As best shown in FIG. 2, projectile trapping medium 14 includes a resilient granular ballistic medium 16, such as rubber chunks, wood chips, plastic scrap, or any other material that will not produce a ricochet when impacted by a bullet, mixed with a hydrated super absorbent polymer (SAP) gel 18. Rubber chunks are preferred for ballistic medium 16 because of their durability when subjected to impacts from incoming bullets. The mixture forms an “artificial soil” of ballistic medium 16 “chunks” in an SAP gel 18 matrix. That is, ballistic medium 16 serves as a framework to hold hydrated SAP gel 18, and hydrated SAP gel 18 occupies interstices within ballistic medium 16.

SAP will absorb up to 400 times its mass in water, such that the resulting hydrated SAP gel 18 can be up to 97.5% water by mass, with nearly the density of water. Thus, for modular cover elements 10 employed outside, rainfall enhances, rather than impairs, performance. SAP material is marketed in a variety of forms (e.g., granules, powders, and fibers). Preferably, hydrated SAP gel 18 is a sodium or potassium acrylate, acrylamide, or carboxylate polymer, or some combination thereof.

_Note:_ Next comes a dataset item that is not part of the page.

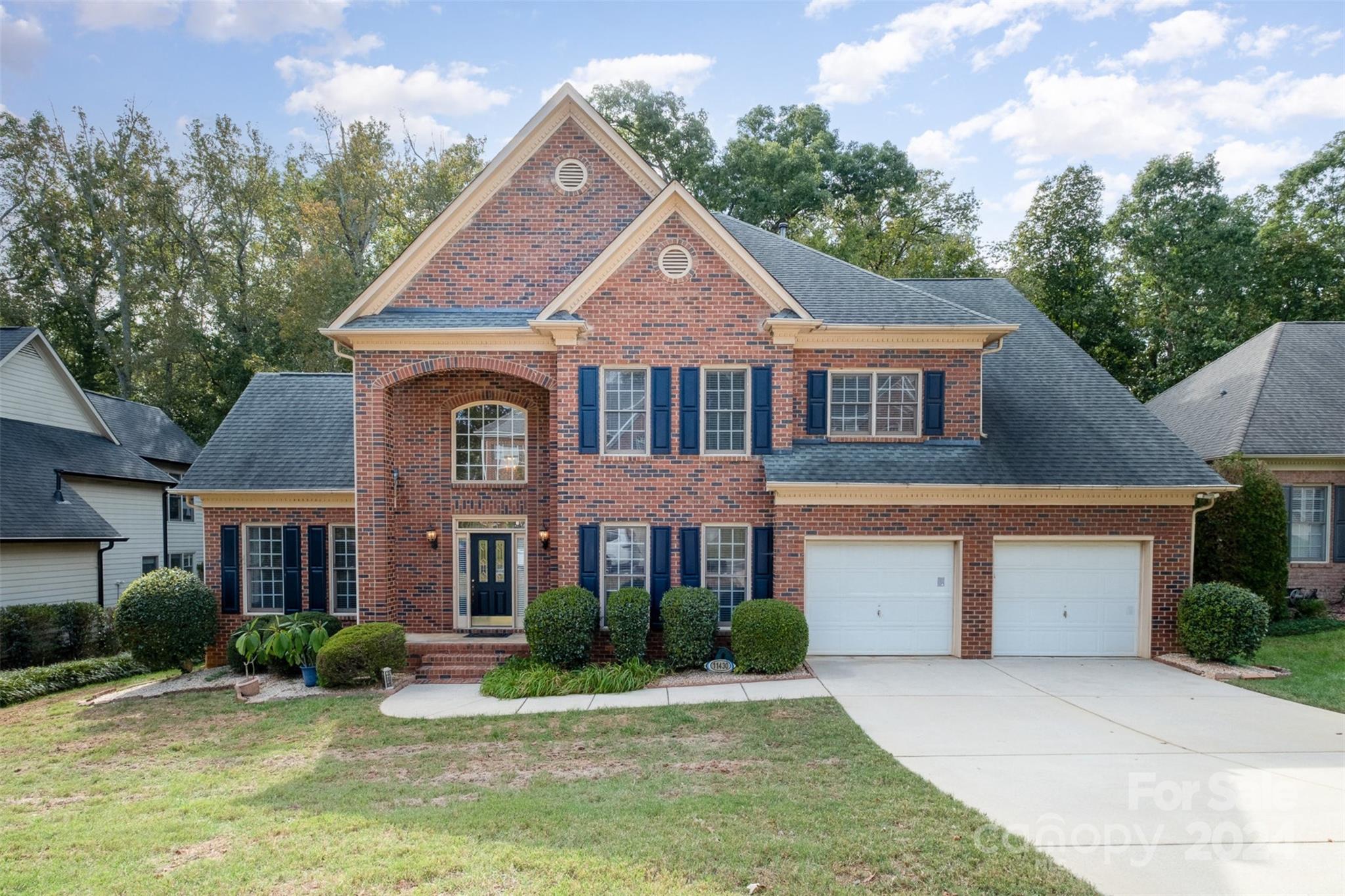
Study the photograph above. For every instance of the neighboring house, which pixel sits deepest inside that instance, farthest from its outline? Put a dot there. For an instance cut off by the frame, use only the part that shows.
(84, 477)
(577, 373)
(1279, 398)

Further, the mixture of ballistic medium 16 and SAP gel 18 may be more than 50% SAP by volume, such that there is a substantially reduced likelihood of fire when struck by incoming rounds, thereby reducing or eliminating the need for flame retardant additives.

The preferred cross-linked polyacrylate and polyamide SAP gels 18 are most stable when maintained in a wet condition with a pH above 4.5, as they tend to shrink and shed water in acids. Additionally, higher alkalinities reduce the solubility of lead and other heavy metal ions. Preferably, the pH is maintained between about 8 and 12, and most preferably at about 10.4.

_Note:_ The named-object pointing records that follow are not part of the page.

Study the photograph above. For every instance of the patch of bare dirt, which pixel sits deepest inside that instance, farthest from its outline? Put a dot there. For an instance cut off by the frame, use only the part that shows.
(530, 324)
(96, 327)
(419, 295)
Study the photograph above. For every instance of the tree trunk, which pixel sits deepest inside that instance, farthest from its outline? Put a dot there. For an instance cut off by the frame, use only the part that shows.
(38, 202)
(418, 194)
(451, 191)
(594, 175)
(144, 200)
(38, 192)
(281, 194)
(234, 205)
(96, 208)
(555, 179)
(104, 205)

Further, SAP gel has an inherent ability to bind lead. For example, Cetco, Inc. of Arlington Heights, Ill. claims that a granular cross-linked polyacrylate will absorb a 30 ppm lead solution, producing a volume change of 110 times the volume of the absorbent. However, most of the lead passing through modular cover element 10 will be in the form of metallic lead.

Thus, in embodiments, at least one additive is mixed into projectile trapping medium 14. Preferably, pH-adjusting (buffering) additives and lead passivating additives are used, though other additives (e.g., flame-retardant additives) may be desirable in a particular application and are contemplated. Preferably, the additives are formed as low density, self-dispensing blocks 20 having a low solubility in water, such that, when impacted by incoming fire, the resultant flakes of additive will remain as powdery solids in the mixture.

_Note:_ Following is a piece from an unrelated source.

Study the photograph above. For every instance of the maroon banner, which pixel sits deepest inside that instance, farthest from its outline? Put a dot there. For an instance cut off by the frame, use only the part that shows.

Appropriate choices for additives are phosphates, carbonates, hydroxides, silicates, and bicarbonates, either singly or in combination, since these additives can serve both purposes noted above. That is, they will both increase the pH of SAP gel 18 and passivate heavy metals. They can also help chemically stabilize hydrated SAP gel 18, retard the growth of mold or bacteria in hydrated SAP gel 18, and enhance the flame retardant characteristics of projectile trapping medium 14. One skilled in the art will understand how to select an appropriate cation, such as potassium, sodium, aluminum, magnesium, or calcium, for the additive. It will also be apparent to one skilled in the art that different or additional additives may be used as well. However, as will be discussed below, the most preferred additives are calcium phosphate, calcium carbonate, and aluminum hydroxide.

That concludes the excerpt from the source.